For years, Stich has made loosely abstracted paintings from plein-air studies of shimmery koi, reflective ponds and idyllic gardens at Santa Barbara’s Alice Keck Park. He’s in the tradition of nature abstractionists from Monet to Dove to our own David Hockney whose pockets of color turned to light are formal cousins to these schematic, graceful ripples and plump fish. Besides koi, paintings show dense florals, water careening over smooth rocks, birds in flight. All are done with an ungainly roughness that’s needed in paintings that are almost too pretty for their own good. The huge three-paneled “Swim in the Light” carries us from the poppy yellow of sunset over water to the transparent blue-grays and squiggly shadows of dusk. Stich may paint the best of all possible worlds but always with an eye to the expressive and compositional potential of light, color and shape.

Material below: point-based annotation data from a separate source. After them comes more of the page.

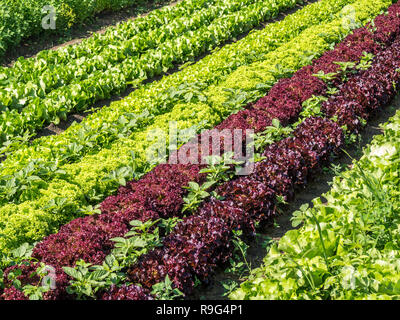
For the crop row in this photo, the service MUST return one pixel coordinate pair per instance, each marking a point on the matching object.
(160, 193)
(201, 242)
(99, 82)
(357, 252)
(137, 111)
(60, 67)
(50, 204)
(21, 19)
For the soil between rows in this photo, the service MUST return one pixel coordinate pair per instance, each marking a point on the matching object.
(317, 186)
(53, 129)
(98, 24)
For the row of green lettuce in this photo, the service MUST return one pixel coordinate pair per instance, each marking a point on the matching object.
(97, 79)
(205, 82)
(38, 207)
(21, 19)
(348, 247)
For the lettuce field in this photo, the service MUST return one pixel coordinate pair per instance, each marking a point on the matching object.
(201, 149)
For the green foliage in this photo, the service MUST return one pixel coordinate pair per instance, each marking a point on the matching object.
(348, 246)
(287, 43)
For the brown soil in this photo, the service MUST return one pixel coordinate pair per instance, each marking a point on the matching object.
(281, 224)
(78, 117)
(98, 24)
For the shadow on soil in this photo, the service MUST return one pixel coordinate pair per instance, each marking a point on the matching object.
(319, 185)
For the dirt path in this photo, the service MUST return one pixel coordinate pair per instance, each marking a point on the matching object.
(98, 24)
(319, 185)
(78, 117)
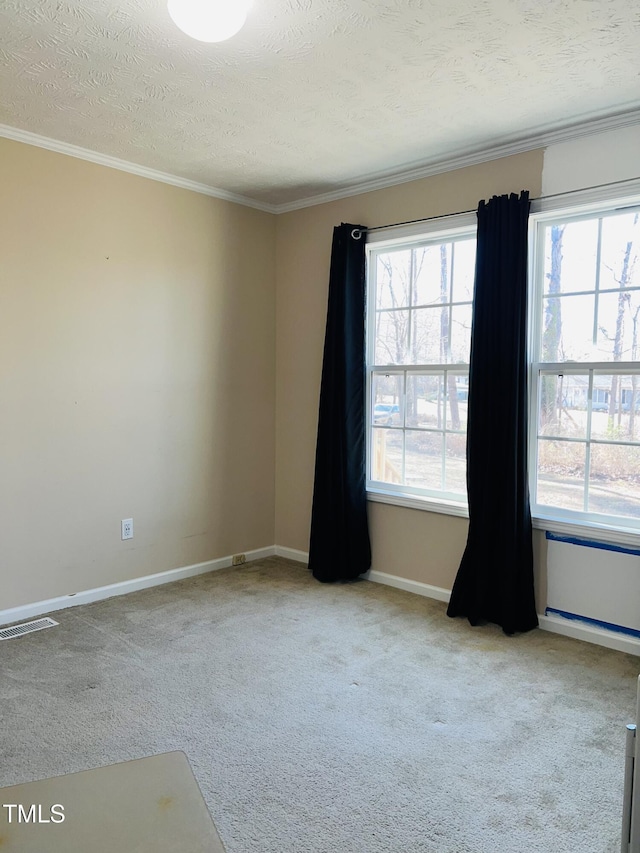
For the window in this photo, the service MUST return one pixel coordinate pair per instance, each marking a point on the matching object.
(586, 367)
(584, 346)
(420, 297)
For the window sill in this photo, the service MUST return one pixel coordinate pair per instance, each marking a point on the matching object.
(591, 530)
(418, 502)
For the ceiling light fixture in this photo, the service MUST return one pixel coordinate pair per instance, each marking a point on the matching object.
(209, 20)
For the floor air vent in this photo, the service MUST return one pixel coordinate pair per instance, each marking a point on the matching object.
(26, 628)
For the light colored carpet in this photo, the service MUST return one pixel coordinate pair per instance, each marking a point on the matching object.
(331, 718)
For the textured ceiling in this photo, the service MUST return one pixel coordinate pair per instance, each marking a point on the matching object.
(313, 95)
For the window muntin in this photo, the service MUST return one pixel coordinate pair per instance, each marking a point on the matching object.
(419, 333)
(586, 368)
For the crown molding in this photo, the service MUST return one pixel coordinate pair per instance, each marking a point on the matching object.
(368, 183)
(417, 171)
(29, 138)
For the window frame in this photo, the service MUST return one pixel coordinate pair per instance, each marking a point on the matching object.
(571, 208)
(572, 205)
(439, 230)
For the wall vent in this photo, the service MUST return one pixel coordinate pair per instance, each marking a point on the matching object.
(26, 628)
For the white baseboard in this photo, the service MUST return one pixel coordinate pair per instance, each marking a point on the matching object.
(416, 587)
(553, 624)
(27, 611)
(292, 554)
(590, 634)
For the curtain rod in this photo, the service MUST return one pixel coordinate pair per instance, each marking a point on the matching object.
(358, 232)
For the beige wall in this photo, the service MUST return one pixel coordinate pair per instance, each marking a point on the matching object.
(413, 544)
(149, 367)
(137, 376)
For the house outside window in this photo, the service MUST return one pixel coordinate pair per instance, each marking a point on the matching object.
(419, 332)
(585, 418)
(584, 346)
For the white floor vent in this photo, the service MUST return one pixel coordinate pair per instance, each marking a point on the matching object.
(26, 628)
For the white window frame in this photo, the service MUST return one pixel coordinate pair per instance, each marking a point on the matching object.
(572, 204)
(439, 230)
(571, 208)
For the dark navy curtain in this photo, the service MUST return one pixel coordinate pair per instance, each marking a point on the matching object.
(495, 578)
(339, 549)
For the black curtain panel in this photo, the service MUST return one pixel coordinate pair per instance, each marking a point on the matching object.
(495, 578)
(339, 549)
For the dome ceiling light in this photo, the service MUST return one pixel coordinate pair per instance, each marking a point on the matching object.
(209, 20)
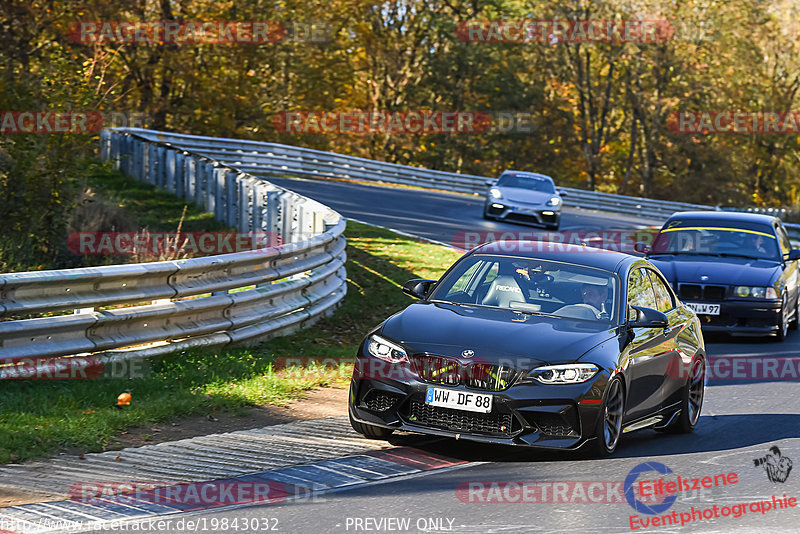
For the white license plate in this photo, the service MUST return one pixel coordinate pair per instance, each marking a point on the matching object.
(459, 400)
(704, 309)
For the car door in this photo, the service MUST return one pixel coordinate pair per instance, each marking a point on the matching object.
(648, 351)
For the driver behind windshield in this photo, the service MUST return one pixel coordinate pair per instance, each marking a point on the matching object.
(595, 296)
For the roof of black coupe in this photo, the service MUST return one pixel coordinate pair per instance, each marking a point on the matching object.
(546, 250)
(736, 216)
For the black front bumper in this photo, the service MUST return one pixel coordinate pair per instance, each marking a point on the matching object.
(533, 215)
(561, 417)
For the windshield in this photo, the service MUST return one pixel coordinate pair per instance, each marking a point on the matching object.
(532, 183)
(717, 238)
(531, 286)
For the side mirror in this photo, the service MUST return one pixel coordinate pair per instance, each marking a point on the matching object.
(418, 287)
(648, 318)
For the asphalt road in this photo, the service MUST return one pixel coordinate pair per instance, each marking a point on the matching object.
(741, 420)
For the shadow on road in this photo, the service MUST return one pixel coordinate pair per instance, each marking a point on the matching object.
(713, 433)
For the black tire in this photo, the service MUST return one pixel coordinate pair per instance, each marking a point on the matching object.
(370, 431)
(609, 424)
(691, 400)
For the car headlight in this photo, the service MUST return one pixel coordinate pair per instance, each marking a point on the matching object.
(571, 373)
(386, 350)
(755, 292)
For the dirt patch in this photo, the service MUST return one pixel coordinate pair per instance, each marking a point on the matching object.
(316, 404)
(319, 403)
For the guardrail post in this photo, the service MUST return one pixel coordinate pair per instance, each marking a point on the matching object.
(220, 195)
(151, 164)
(115, 139)
(161, 167)
(105, 144)
(245, 212)
(287, 217)
(209, 189)
(230, 197)
(138, 156)
(169, 171)
(190, 179)
(271, 222)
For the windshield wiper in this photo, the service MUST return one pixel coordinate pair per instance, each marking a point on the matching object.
(733, 255)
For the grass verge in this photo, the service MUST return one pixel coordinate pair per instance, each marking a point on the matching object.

A rare, don’t-miss sampling of quality Indian miniatures is concurrently on view at the gallery’s Venice Boulevard space. Dated from the 16th-to-18th centuries when royal houses in India prized and cultivated tiny scenes of mythology and court life, the works are pristine jewels in the usual brilliant opaque pigments and fastidious detail of illumination. Show-stoppers include a prince caressing his favorite consort as dozens from his harem (each a minute individualized portrait) watch, serve, dance, converse. A gorgeous isolated portrait of a prince hints at the sort of stuff that took Manet and modernism by storm. Borrow the magnifying glass to really canvas one after another of these charming scenes. (L.A. Louver, 77 Market St., 55 N. Venice Blvd., to Feb. 4.